Post Watch: Brauchli’s Cash-Out

Sarah Ellison reports in her forthcoming book, War at the Wall Street Journal, that Journal owner Rupert Murdoch paid Marcus Brauchli $6.4 million when Brauchli left the paper after a short stint as managing editor; he landed at the Washington Post as executive editor a few months later. No one is talking on the record, but from every indication the $6.4 million is accurate.

Why the big payday? Did Murdoch buy Brauchli’s silence? Not so, sources say. Murdoch wanted a new editor, so Brauchli resigned.

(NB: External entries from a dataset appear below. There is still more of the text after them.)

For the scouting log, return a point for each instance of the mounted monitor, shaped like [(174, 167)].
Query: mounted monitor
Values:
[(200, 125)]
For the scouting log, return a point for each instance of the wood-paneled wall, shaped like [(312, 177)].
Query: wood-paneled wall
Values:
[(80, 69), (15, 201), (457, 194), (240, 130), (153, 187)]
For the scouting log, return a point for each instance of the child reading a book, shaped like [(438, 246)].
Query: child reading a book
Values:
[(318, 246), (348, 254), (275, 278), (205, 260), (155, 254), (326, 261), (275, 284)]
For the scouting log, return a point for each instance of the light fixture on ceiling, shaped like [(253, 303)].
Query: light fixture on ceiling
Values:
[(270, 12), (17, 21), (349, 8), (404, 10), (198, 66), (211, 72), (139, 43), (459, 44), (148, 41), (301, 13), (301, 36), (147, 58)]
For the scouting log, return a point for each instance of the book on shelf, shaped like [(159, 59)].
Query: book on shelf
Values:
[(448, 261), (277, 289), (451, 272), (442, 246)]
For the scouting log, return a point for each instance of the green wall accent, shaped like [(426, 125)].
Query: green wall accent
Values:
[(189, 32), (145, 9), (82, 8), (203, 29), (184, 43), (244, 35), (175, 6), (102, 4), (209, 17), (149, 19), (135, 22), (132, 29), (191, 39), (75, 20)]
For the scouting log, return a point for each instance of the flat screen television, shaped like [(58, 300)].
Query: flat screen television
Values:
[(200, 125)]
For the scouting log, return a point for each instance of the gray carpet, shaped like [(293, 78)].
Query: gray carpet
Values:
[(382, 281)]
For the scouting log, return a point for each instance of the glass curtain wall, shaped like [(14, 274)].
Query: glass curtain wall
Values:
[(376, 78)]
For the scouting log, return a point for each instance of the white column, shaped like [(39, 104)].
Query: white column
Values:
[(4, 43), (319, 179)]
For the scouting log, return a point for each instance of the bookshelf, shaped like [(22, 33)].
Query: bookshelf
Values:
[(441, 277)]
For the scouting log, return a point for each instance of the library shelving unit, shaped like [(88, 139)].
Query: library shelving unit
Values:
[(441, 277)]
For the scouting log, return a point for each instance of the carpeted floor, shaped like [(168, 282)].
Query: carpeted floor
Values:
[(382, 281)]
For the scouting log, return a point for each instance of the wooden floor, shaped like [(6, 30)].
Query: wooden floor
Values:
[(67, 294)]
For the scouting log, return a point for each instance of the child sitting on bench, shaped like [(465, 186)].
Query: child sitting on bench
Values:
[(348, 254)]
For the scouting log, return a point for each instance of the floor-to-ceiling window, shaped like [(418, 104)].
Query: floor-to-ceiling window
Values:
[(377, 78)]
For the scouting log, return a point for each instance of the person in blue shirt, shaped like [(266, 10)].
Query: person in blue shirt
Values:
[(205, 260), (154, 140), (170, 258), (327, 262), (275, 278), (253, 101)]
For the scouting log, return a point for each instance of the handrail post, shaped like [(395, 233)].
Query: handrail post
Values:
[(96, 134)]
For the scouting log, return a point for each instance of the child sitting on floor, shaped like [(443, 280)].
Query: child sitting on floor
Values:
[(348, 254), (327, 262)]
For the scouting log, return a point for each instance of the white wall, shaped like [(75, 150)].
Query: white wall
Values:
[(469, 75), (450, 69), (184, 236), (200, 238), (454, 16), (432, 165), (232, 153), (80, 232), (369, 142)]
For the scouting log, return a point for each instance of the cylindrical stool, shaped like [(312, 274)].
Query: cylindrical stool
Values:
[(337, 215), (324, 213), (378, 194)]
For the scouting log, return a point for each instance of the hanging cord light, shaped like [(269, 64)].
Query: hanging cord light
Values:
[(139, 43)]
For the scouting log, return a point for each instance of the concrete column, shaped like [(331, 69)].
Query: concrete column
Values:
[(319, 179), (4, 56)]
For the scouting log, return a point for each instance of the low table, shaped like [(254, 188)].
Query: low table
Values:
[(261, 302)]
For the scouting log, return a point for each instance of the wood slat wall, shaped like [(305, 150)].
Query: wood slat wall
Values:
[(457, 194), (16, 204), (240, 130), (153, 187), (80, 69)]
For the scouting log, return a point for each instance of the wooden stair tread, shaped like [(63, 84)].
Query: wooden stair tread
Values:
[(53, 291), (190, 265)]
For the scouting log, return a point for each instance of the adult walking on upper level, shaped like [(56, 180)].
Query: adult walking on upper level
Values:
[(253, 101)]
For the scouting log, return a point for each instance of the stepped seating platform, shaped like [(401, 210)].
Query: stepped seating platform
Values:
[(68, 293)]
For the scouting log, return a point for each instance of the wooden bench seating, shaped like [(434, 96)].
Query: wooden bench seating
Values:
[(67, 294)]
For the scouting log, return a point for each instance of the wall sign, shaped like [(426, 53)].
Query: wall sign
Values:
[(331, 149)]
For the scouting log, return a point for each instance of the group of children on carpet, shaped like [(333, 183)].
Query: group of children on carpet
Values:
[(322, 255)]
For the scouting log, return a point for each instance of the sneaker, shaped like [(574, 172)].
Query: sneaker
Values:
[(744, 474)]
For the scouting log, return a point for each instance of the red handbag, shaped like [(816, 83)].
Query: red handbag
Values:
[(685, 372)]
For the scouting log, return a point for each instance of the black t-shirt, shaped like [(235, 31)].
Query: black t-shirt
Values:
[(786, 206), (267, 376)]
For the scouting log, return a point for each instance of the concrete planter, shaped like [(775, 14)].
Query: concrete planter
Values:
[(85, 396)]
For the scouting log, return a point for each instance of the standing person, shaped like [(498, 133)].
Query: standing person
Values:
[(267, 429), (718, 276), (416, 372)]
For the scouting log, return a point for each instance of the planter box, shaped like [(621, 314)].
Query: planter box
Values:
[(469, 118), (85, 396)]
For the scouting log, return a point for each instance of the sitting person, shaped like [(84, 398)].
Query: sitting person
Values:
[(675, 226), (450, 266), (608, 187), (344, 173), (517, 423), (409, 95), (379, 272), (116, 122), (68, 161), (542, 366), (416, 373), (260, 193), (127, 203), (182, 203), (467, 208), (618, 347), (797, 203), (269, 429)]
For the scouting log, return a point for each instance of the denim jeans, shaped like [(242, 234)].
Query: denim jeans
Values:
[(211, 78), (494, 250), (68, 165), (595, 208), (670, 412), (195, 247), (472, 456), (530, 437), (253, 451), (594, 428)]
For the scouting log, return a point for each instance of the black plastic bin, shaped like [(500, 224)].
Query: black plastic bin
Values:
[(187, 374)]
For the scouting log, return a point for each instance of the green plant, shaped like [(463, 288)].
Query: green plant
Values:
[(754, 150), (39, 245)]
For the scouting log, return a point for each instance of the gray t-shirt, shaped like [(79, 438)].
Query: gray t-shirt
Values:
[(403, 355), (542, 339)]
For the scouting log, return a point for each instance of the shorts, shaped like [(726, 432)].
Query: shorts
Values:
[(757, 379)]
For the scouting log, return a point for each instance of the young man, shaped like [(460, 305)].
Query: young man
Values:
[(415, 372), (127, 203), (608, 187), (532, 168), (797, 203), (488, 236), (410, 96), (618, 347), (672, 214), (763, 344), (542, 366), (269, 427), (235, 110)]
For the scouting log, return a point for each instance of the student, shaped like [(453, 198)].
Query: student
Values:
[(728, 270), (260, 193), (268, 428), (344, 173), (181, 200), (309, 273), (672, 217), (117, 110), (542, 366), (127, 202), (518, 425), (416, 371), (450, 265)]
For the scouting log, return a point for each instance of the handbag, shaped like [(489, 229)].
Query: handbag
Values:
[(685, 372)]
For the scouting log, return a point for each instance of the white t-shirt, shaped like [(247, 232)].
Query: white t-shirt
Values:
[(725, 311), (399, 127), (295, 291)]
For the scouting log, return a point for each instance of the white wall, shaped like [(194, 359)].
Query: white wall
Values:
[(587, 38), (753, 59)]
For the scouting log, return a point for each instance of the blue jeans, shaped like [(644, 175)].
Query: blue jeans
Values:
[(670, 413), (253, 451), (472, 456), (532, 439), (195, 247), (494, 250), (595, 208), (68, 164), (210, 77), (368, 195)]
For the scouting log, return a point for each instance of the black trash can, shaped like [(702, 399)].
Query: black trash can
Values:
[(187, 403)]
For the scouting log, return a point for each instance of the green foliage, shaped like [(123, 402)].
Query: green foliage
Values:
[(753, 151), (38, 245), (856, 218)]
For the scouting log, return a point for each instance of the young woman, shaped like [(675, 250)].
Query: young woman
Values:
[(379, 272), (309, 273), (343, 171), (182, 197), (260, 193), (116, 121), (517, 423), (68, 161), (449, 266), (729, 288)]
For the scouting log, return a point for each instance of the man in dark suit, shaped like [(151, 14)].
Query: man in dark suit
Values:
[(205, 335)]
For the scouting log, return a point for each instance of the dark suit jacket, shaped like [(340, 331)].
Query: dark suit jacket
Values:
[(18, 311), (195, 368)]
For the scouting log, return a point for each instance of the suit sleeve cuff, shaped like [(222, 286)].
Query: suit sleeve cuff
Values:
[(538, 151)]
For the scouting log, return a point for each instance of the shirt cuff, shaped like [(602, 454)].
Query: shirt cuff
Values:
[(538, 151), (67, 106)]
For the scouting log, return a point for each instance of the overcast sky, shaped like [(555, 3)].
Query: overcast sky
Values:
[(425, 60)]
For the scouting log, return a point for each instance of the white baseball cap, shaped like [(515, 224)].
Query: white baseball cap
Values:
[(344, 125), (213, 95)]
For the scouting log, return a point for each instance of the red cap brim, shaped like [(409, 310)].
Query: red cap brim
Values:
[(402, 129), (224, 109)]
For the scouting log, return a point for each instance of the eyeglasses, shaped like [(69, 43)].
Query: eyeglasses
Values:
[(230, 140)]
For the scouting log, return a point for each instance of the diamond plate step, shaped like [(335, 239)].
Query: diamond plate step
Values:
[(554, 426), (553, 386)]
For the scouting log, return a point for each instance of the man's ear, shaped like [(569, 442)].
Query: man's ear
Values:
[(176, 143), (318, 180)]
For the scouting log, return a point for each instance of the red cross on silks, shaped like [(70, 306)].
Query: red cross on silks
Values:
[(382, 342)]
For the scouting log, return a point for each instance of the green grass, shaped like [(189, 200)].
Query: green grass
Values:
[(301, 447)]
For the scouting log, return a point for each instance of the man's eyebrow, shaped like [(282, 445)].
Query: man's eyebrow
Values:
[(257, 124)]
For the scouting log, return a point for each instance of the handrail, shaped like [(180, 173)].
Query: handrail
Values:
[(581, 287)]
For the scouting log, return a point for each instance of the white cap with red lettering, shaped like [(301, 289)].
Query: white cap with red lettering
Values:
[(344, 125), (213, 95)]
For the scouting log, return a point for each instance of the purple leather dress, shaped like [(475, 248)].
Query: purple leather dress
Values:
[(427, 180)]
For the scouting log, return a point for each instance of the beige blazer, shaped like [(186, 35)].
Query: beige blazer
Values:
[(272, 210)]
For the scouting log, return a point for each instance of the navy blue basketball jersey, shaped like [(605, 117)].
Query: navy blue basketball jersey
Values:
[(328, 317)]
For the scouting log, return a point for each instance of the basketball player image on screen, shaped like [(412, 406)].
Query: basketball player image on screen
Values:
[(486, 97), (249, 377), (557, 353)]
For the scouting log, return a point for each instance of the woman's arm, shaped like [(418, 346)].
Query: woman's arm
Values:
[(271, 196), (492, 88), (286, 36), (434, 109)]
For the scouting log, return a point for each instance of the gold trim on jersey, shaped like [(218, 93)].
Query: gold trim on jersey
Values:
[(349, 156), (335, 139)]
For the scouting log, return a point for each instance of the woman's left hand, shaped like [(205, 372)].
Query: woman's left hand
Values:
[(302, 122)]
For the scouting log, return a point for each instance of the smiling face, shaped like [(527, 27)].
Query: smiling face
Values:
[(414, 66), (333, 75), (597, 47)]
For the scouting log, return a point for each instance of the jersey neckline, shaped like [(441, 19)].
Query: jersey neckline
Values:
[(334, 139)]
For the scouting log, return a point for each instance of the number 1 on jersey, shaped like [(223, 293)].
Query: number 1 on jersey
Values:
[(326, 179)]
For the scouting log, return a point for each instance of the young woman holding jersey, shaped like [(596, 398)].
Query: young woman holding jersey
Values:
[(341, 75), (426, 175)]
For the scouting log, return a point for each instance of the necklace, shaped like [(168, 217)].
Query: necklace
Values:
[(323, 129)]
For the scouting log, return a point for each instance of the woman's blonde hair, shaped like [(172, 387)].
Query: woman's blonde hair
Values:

The big money came thanks to Washington über-lawyer Robert Barnett and his Williams & Connolly colleague Michael O’Connor, who made Murdoch pay the $6.4 million to buy out Brauchli’s contract.

But this raises another question: Did Barnett help Brauchli get the Post’s executive-editor job?

Barnett and his wife, CBS News correspondent Rita Braver—as well as the Williams & Connolly law firm—have been tight with the Graham family for decades; Post publisher Katharine Weymouth, niece of company CEO Donald Graham, was a lawyer at Williams & Connolly before joining the paper. Barnett and O’Connor did indeed negotiate Brauchli’s employment contract with the Post in 2008, but my sources say Barnett wasn’t the first to bring Brauchli to Weymouth’s attention.

That honor goes to veteran political editor Maralee Schwartz, who is back in the newsroom as an editor on contract after taking a buyout last year. Getting the boss his job apparently is a good career move.